Benchmark Oct 2025 Jan 2026 Change
Ingestion_SmallDocument 2,771 ops/s 2,821 ops/s ~same
Ingestion_MediumDocument 56 ops/s 57 ops/s ~same
Ingestion_E2E (100 docs) - 9.2 docs/s new (KGWriteQueue)
Metadata_SingleUpdate 10,537 ops/s 17,794 ops/s +69%
Metadata_BulkUpdate(500) 7,823 ops/s 50,473 ops/s +6.5x
IPC_StreamingFramer - 3,732 ops/s new
IPC_UnaryFramer - 10,088 ops/s new

Experimental

  • libSQL backend: Default database backend with concurrent write support via MVCC. Enables up to 4x write throughput during heavy indexing. Configure with meson option database-backend (choices: libsql [default], sqlite).

Installation: If Rust toolchain is available, libsql builds automatically from source via the meson subproject. Otherwise falls back to SQLite.

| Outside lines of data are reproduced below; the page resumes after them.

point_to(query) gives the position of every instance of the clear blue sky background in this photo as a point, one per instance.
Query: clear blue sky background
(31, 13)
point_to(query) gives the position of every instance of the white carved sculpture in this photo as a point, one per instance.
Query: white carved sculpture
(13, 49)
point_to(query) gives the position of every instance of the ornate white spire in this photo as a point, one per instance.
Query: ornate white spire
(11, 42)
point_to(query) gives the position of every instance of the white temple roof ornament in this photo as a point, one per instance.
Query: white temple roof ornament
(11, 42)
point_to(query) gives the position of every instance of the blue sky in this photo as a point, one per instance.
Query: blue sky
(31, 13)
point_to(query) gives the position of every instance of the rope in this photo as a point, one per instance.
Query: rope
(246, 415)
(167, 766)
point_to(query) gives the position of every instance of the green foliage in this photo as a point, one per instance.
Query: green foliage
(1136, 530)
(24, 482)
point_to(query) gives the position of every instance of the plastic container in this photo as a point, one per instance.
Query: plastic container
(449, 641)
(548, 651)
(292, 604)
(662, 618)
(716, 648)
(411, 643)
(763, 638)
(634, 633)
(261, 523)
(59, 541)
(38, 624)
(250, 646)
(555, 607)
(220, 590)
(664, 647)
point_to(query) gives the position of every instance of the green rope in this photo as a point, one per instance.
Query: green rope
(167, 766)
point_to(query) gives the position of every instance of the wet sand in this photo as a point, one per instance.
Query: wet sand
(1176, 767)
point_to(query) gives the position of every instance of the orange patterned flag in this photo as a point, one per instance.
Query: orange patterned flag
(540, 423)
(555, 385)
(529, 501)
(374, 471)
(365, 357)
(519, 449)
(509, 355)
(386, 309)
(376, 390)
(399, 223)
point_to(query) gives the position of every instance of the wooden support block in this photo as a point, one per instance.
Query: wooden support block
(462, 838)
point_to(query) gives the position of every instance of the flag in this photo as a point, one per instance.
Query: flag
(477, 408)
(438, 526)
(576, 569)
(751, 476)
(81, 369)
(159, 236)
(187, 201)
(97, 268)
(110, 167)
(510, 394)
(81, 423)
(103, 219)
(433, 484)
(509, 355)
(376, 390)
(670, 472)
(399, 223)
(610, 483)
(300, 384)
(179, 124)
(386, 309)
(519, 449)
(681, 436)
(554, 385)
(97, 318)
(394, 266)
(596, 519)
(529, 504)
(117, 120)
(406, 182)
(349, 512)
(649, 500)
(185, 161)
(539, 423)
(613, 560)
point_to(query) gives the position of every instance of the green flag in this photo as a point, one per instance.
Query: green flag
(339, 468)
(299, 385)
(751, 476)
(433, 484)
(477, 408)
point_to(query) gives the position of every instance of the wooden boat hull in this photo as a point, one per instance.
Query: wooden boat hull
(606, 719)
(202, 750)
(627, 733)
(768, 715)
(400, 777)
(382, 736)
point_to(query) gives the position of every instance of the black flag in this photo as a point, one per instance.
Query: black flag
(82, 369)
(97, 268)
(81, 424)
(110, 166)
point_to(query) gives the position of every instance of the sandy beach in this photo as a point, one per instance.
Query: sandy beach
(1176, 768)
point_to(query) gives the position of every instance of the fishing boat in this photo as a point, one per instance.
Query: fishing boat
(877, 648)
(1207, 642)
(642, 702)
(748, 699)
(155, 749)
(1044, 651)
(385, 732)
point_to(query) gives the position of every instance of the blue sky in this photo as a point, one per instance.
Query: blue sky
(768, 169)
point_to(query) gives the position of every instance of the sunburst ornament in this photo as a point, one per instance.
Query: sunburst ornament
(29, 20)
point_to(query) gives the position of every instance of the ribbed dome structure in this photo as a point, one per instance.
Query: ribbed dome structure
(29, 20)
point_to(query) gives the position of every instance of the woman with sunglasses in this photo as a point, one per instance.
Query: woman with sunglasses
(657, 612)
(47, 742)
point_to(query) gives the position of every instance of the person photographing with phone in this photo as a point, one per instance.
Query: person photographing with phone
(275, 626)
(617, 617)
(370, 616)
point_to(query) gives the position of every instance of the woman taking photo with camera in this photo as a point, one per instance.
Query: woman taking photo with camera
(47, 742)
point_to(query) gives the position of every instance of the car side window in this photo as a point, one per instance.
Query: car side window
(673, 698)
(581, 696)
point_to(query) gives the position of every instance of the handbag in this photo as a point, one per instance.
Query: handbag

# Ensure Rust is installed (for automatic build)
curl --proto '=https' --tlsv1.2 -sSf https://sh.rustup.rs | sh
# Or disable libsql to use standard SQLite
meson configure -Ddatabase-backend=sqlite
See libSQL for details.

Documentation

  • Embedding model recommendations: Added model comparison table to README. 384-dim models (e.g., all-MiniLM-L6-v2) recommended for best speed/quality tradeoff.

Changed

  • Reranking: Score-based reranking is now the default. Uses geometric mean of text and vector scores to boost documents with multi-component consensus. No external model needed. Cross-encoder model reranking is opt-in via enableModelReranking config option.
  • Tuning profile multipliers updated: efficient 0.5x, balanced 1.0x, aggressive 1.5x.

Fixed

  • FTS5 natural language queries: OR fallback now correctly triggers when AND query returns zero results. Previously, long queries like scientific abstracts would fail because the AND query returned nothing and the OR fallback condition was never met.
  • ONNX multi-threading on Linux/macOS: Removed forced single-threaded execution that was only needed for Windows. Non-Windows platforms now use intra_op_threads=4 by default, improving inference speed for 768-dim and larger models by 2-4x.
  • Hybrid search fusion: fallback to non-empty filePath when vector results have empty paths (hash→path lookup failures no longer cause result mismatches).
  • TSAN race in daemon_search(): pass DaemonSearchOptions by value to avoid stack reference escaping to coroutine thread.
  • TSAN race in handle_streaming_request(): check connection_closing_ before socket.is_open() to avoid race with handle_connection closing the socket.
  • Compression stats now persist across daemon restarts (Storage Logical Bytes vs CAS Unique Raw Bytes now show correct values).
  • CLI rejects ambiguous subcommands (e.g., yams search graph → use --query).
  • --paths-only search now returns results correctly.
  • yams watch waits for daemon ready; always ignores .git contents.
  • Expanded prune patterns for build artifacts and language caches.
  • Fixed ONNX model loading deadlock on Windows (single-flight pattern, recursive mutex).
  • Streaming: 30s chunk timeout, backpressure stops producer on queue overflow.
  • yams add returns immediately; hash computed async during ingestion.
  • Replaced experimental Boost.Asio APIs with stable async_initiate (fixes TSAN races).
  • File history now records snapshot metadata for single-file adds, not just directory snapshots.